Sur le plan économique, la Fed dresse un tableau volontairement rassurant : l’activité « progresse à un rythme soutenu », les dépenses intérieures « sont restées résilientes », la croissance de la productivité est « forte » et l’investissement en capital « robuste ». Ce diagnostic balaie l’argument, défendu notamment par Donald Trump, selon lequel des taux plus élevés menaceraient la croissance.
Kevin Warsh avait préparé le terrain dès le symposium de Jackson Hole, en août, en déclarant qu’il « aurait du mal à considérer les conditions financières générales comme restrictives » et en avertissant que la Fed aurait encore « du travail à accomplir » si l’inflation sous-jacente ne convergeait pas vers la cible « clairement et à une vitesse suffisante ».
La tension avec la présidence est manifeste. Donald Trump avait choisi Warsh en partie dans l’espoir qu’il abaisserait les taux, allant jusqu’à réclamer que les États-Unis affichent les taux d’intérêt les plus bas du monde. Warsh lui-même avait laissé entendre, lorsqu’il briguait le poste, que des baisses étaient envisageables. Le contexte s’est encore durci avec les attaques publiques contre son prédécesseur Jerome Powell, accusé d’avoir agi trop lentement, et l’ouverture d’une enquête pénale du département de la Justice sur des déclarations faites devant le Congrès. La décision de mercredi pourrait contribuer à restaurer la crédibilité d’indépendance de l’institution.

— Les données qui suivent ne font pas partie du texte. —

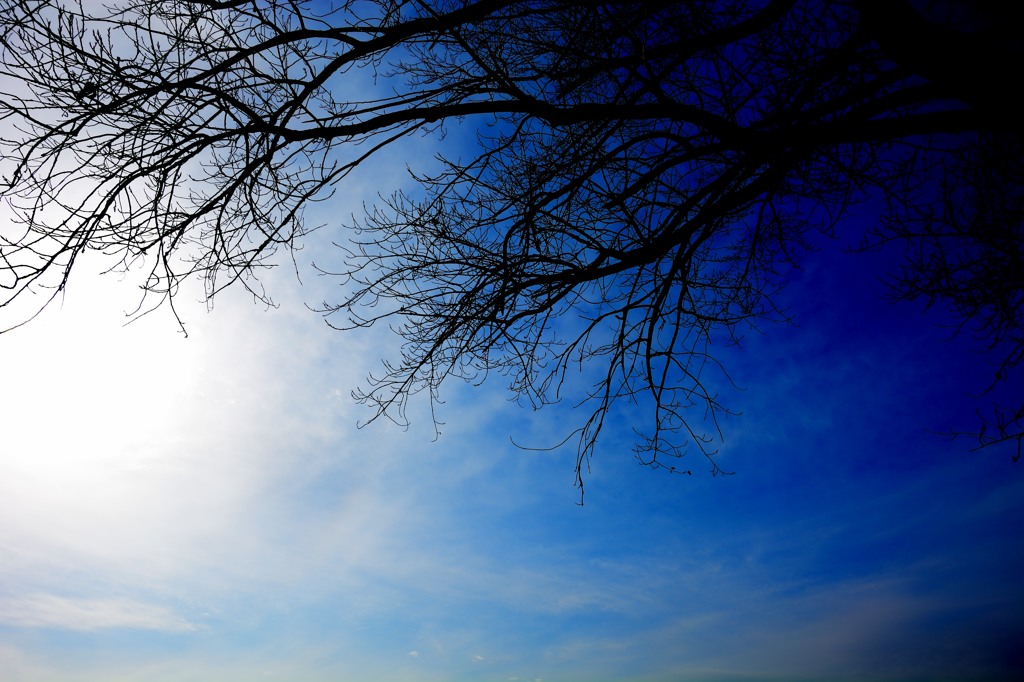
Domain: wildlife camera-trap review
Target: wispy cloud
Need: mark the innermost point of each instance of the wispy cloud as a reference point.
(47, 610)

Les projections publiées simultanément indiquent que la hausse de mercredi n’est probablement pas la dernière. Douze des dix-huit membres du comité anticipent un nouveau relèvement de 0,25 % d’ici la fin de l’année, ce qui porterait les taux à 4,125 %, et quatre d’entre eux voient les taux atteindre 4,375 %. Sur un horizon plus long, quatorze responsables prévoient que les taux finiront 2027 au-dessus de leur niveau actuel, et la médiane pour 2028 s’établit à 3,9 %, contre 3,4 % attendus auparavant. Le taux neutre de long terme a lui aussi été relevé à 3,2 %, signe que la Fed considère de plus en plus que l’équilibre structurel des taux s’est déplacé vers le haut. Environ 53 % des économistes interrogés anticipent au moins une nouvelle hausse d’ici la fin mars prochain. Pour l’économiste en chef de KPMG, Diane Swonk, ce relèvement d’un quart de point constitue « un premier geste, pas le dernier ».